Maurice Francis Egan, in August Smart Set
The ancestral trusts — I speak, of course, respectfully of the Sons and Daughters of the Revolution and the Colonial Dames, &c — have so cornered the market that it is difficult to catch a forbear of the required American antiquity. So hard is it now to secure a forefather who lived through the glorious days of seventy-six that there are some who even cast envious and covetous eyes at Benedict Arnold — which accounts for the great rehabilitation of that interesting person. Benedict Arnold, by judicious manipulation, may be converted in time into a sufficiently good “collateral” — for “collaterals” are the very life of our societies devoted to the worship of ancestors. Without the “collateral” arrangement, many honest citizens would be compelled to gnash their teeth in outer social darkness.
But, after all, there is a way out. The assimilation of the Philippines has opened new avenues for those unfortunates who have asquired no commercial position here, to purchase trolley lines in those happy islands. They offer space for congested speculation. Has it occurred to nobody that the societies of the South American Revolution give numerous chances for the enterprising? In almost any South American country you can get up a revolution for a song, and the ingenious mind can easily secure the prestige of one of their risings, and a button more gorgeous than anything yet dreamed of in the conclaves of our own patriotic assemblies.

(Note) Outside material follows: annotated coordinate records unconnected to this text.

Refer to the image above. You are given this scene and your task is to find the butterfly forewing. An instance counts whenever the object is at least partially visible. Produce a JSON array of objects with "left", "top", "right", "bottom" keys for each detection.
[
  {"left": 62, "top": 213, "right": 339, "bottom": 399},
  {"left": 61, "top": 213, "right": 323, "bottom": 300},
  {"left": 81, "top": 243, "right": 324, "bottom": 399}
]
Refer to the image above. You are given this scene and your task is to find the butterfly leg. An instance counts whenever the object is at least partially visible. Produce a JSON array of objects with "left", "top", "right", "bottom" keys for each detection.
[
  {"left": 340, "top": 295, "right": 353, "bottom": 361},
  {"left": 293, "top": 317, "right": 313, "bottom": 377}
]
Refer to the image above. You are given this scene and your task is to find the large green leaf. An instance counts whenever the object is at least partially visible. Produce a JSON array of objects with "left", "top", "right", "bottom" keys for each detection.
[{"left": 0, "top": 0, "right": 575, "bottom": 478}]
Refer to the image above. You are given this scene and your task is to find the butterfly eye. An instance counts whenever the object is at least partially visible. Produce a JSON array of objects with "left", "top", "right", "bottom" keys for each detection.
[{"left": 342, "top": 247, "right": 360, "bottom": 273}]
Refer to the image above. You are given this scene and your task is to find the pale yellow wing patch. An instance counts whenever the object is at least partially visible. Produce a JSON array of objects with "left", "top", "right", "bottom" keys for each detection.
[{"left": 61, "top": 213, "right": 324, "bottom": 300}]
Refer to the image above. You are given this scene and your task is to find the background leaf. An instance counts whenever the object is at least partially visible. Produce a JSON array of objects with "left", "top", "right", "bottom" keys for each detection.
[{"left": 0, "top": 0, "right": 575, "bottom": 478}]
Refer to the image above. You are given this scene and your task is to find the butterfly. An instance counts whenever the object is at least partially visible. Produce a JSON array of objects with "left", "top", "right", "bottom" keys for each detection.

It is to be regretted that the English do not value our pedigrees as they ought. They assume to think that everybody is delighted to be equal to everybody else here, just because the influence of Rousseau got into the Declaration and made it give that impression. The English have given so little thought to their own ancestors — who have come naturally — that they do not appreciate what wear and tear are forced on us by the acquiring of even one distinguished person for the beginning of a line. Besides, a coat of arms is becoming absolutely necessary to every American. The indignity of going into dinner behind heraldic bearings is felt by us, while an Englishman is quite satisfied to go in behind those that possess them without desiring them himself.